# BERTopic Example

This notebook contains an applied example of using BERTopic for topic modelling. Code is taken from the [BERTopic site](https://maartengr.github.io/BERTopic/getting_started/quickstart/quickstart.html).

Please note, topic models for the full dataset aren't generated here, due to extended runtime due to running on CPU. Therefore, the topics generated aren't very good as they are based only on a small subset of the data. 

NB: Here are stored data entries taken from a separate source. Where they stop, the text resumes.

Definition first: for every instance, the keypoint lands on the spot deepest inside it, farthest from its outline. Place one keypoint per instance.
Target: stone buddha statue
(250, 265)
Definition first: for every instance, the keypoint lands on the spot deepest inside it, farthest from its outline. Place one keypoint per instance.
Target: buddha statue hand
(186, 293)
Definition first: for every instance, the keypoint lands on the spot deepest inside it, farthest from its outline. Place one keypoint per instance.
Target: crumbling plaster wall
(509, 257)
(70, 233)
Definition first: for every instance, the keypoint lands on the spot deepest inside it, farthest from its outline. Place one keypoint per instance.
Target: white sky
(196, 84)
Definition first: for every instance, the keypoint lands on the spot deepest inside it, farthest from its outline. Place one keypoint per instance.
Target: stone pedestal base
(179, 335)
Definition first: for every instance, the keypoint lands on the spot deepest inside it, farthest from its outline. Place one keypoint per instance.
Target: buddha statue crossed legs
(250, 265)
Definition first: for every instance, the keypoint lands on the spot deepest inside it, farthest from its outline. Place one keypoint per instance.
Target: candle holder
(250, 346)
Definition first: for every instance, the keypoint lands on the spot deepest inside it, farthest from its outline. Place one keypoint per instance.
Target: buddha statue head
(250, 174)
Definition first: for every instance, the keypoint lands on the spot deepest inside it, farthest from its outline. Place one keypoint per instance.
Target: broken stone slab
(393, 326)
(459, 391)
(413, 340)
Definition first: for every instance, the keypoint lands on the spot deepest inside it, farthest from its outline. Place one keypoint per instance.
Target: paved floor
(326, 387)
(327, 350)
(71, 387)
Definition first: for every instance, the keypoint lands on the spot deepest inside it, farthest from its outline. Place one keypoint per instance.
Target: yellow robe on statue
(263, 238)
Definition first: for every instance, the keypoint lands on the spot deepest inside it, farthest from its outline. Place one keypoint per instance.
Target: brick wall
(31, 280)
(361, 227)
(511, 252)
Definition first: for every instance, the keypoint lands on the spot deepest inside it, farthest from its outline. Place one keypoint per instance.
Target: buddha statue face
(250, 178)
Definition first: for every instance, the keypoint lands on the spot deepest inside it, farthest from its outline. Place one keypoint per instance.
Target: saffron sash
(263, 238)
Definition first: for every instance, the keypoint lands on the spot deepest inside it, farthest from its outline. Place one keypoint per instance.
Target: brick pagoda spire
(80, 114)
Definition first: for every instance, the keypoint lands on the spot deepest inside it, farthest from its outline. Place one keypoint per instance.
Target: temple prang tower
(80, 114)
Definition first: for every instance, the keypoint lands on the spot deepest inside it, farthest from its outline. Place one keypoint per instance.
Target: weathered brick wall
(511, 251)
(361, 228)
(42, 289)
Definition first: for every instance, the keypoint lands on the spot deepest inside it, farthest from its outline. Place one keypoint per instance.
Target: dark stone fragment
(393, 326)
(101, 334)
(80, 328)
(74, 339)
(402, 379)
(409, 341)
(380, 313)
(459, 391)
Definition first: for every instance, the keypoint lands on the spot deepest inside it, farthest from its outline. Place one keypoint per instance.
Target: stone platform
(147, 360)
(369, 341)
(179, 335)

To run the same code in Google colabs on GPU (faster runtime), use [this](https://colab.research.google.com/drive/1FieRA9fLdkQEGDIMYl0I3MCjSUKVF8C-?usp=sharing#scrollTo=SNa-KtKDRnus).

---
**Load packages:**

In [None]:
from bertopic import BERTopic
from sklearn.datasets import fetch_20newsgroups

------

The 20 newsgroups dataset comprises around 18000 newsgroups posts on 20 topics split in two subsets: one for training (or development) and the other one for testing (or for performance evaluation). The split between the train and test set is based upon a messages posted before and after a specific date. More information can be found here: https://scikit-learn.org/0.19/datasets/twenty_newsgroups.html

**Fetch data:**

In [None]:
fetch_20newsgroups(subset='all',  remove=('headers', 'footers', 'quotes')).keys()

In [None]:
fetch_20newsgroups(subset='all',  remove=('headers', 'footers', 'quotes'))['target_names']

In [None]:
docs = fetch_20newsgroups(subset='all',  remove=('headers', 'footers', 'quotes'))['data']

In [None]:
docs[0]

In [None]:
docs[0:3]

In [None]:
len(docs)

------

### 1. Model training: Subset dataset across all categories

**Set up model:**

Note - this takes too long to run on AP due to no GPU being available. We'll just take a subsection of docs to get it to run faster to demo here.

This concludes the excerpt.